Review Comment:
This manuscript was submitted as 'full paper' and should be reviewed along the usual dimensions for research contributions which include (1) originality, (2) significance of the results, and (3) quality of writing.
This paper addresses the problem of sameAs link discovery. In particular the problem of efficiency improvement of similarity measures. To this end, the authors present a new implementation of Jaro-Winkler distance that is known to work well on the comparison of person names. To optimize the execution of this distance, a series of filters are presented in the paper. Some are based on the length of the strings and others are based on the character frequency. These filters are used to avoid useless similarity computations. Furthermore, the authors have also proposed several extensions of the Jaro-Winkler distance by introducing the notion of upper bound. This last is used to estimate the maximum similarity of to strings.
The approach presented in this paper seems to be sound and original in the link discovery research field. The paper is in general well written. However, to allow the reproducibility of the results, I would suggest some clarifications and additional explanations.
- In section 2.1, in the definition of M’ in the beginning of the formula the authors used gamma(s, t) and in definition they used the function sigma(s, t) that is not defined.
- In the beginning of section 3 the function theta_e(s, t) is not defined.
- In the explanation of the Jaro-Winkler extensions, some equation derivations are not obvious to understand, especially: the derivation of the equations 10 and 11 from equation 9.
- In section 3.3.2, the authors introduce the tree named ‘tau’ without explaining how this tree is built and what are the nodes and the edges, the root, …. ?
My concern with this paper resides in the fact that the experiments do not provide qualitative results of the approach. How generic is this approach ? As we know (Cohen et al 2003), it has been proven that Jaro-Winkler distance has obtained good results on the comparison of person names. It is however difficult to generalize this results to the all properties describing persons (date of birth, addresses, …) and it is even more difficult to generalize it to other datasets. As the quality of data linking results mainly depends on the choice of the similarity measures (Levenstein, Jaccard, …) that are used to compare the descriptions. It would be good if the authors to extend the paper:
- by giving more experiments on the quality (recall, precision and F-measure) of the obtained links on more than one dataset that do not concern person descriptions.
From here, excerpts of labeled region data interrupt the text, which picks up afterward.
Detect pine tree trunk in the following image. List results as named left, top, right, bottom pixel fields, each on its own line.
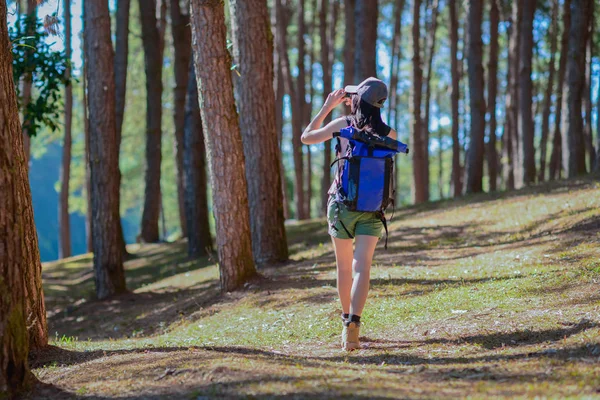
left=344, top=0, right=358, bottom=86
left=448, top=0, right=462, bottom=197
left=58, top=0, right=73, bottom=258
left=319, top=0, right=332, bottom=210
left=583, top=1, right=596, bottom=171
left=84, top=1, right=127, bottom=299
left=466, top=0, right=485, bottom=193
left=550, top=0, right=571, bottom=180
left=273, top=36, right=291, bottom=219
left=190, top=0, right=255, bottom=291
left=21, top=0, right=38, bottom=165
left=538, top=0, right=559, bottom=182
left=170, top=0, right=192, bottom=237
left=276, top=0, right=306, bottom=219
left=139, top=0, right=163, bottom=243
left=562, top=0, right=591, bottom=178
left=503, top=1, right=522, bottom=190
left=0, top=6, right=39, bottom=392
left=508, top=1, right=524, bottom=187
left=487, top=0, right=500, bottom=192
left=304, top=0, right=316, bottom=217
left=516, top=0, right=536, bottom=188
left=410, top=0, right=429, bottom=204
left=292, top=0, right=310, bottom=219
left=354, top=0, right=378, bottom=84
left=18, top=0, right=48, bottom=346
left=388, top=0, right=405, bottom=125
left=115, top=0, right=131, bottom=256
left=182, top=59, right=212, bottom=258
left=229, top=0, right=290, bottom=264
left=81, top=48, right=94, bottom=253
left=422, top=0, right=439, bottom=199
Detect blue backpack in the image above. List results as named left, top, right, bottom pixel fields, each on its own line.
left=331, top=126, right=408, bottom=249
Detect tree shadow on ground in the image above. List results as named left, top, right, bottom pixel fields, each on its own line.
left=48, top=280, right=221, bottom=340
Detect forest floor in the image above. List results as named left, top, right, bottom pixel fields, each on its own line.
left=23, top=179, right=600, bottom=399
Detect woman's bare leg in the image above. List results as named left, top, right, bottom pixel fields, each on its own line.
left=331, top=237, right=352, bottom=314
left=344, top=235, right=379, bottom=316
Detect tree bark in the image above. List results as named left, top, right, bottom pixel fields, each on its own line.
left=550, top=0, right=571, bottom=180
left=562, top=0, right=591, bottom=178
left=354, top=0, right=378, bottom=84
left=422, top=0, right=439, bottom=199
left=271, top=4, right=291, bottom=219
left=516, top=0, right=536, bottom=188
left=115, top=0, right=130, bottom=255
left=58, top=0, right=73, bottom=258
left=0, top=2, right=46, bottom=392
left=344, top=0, right=358, bottom=86
left=170, top=0, right=192, bottom=237
left=319, top=0, right=335, bottom=210
left=190, top=0, right=255, bottom=291
left=583, top=1, right=596, bottom=171
left=229, top=0, right=290, bottom=264
left=386, top=0, right=405, bottom=129
left=538, top=0, right=559, bottom=182
left=82, top=44, right=94, bottom=253
left=84, top=0, right=127, bottom=299
left=292, top=0, right=310, bottom=219
left=276, top=0, right=307, bottom=219
left=508, top=1, right=524, bottom=187
left=466, top=0, right=485, bottom=193
left=182, top=61, right=212, bottom=258
left=487, top=0, right=500, bottom=192
left=448, top=0, right=462, bottom=197
left=303, top=0, right=316, bottom=217
left=410, top=0, right=429, bottom=204
left=502, top=1, right=521, bottom=190
left=21, top=0, right=38, bottom=165
left=139, top=0, right=163, bottom=243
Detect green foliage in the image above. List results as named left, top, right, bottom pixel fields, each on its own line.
left=9, top=15, right=70, bottom=136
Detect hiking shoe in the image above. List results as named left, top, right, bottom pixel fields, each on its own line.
left=342, top=321, right=360, bottom=351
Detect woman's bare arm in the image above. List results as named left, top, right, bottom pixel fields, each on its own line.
left=301, top=89, right=349, bottom=144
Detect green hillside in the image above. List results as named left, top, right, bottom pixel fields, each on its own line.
left=31, top=179, right=600, bottom=399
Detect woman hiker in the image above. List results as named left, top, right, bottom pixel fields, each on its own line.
left=302, top=78, right=397, bottom=350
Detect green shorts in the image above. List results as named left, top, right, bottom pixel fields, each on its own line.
left=327, top=198, right=383, bottom=239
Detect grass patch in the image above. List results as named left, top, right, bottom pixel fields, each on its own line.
left=31, top=180, right=600, bottom=399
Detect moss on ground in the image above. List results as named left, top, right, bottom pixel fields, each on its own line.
left=25, top=180, right=600, bottom=399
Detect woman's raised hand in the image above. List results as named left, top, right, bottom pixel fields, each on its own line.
left=323, top=89, right=346, bottom=111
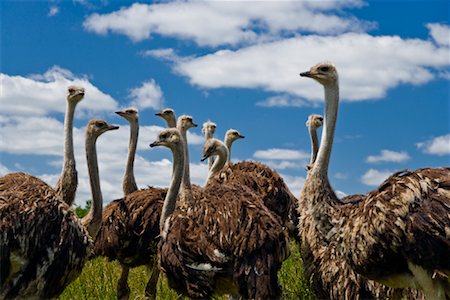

- by discussing, how the proposed approach can be applied to other similarity measures, and how the proposed approach can be used by a data linking tool where the similarity measures can be differently chosen for the properties.
The related work, that I found well written, can be improved by more semantic approaches of blocking, i.e. the ones that use ontology knowledge like disjunction axioms between classes to filter out the linking space Sais et al, 2009).
|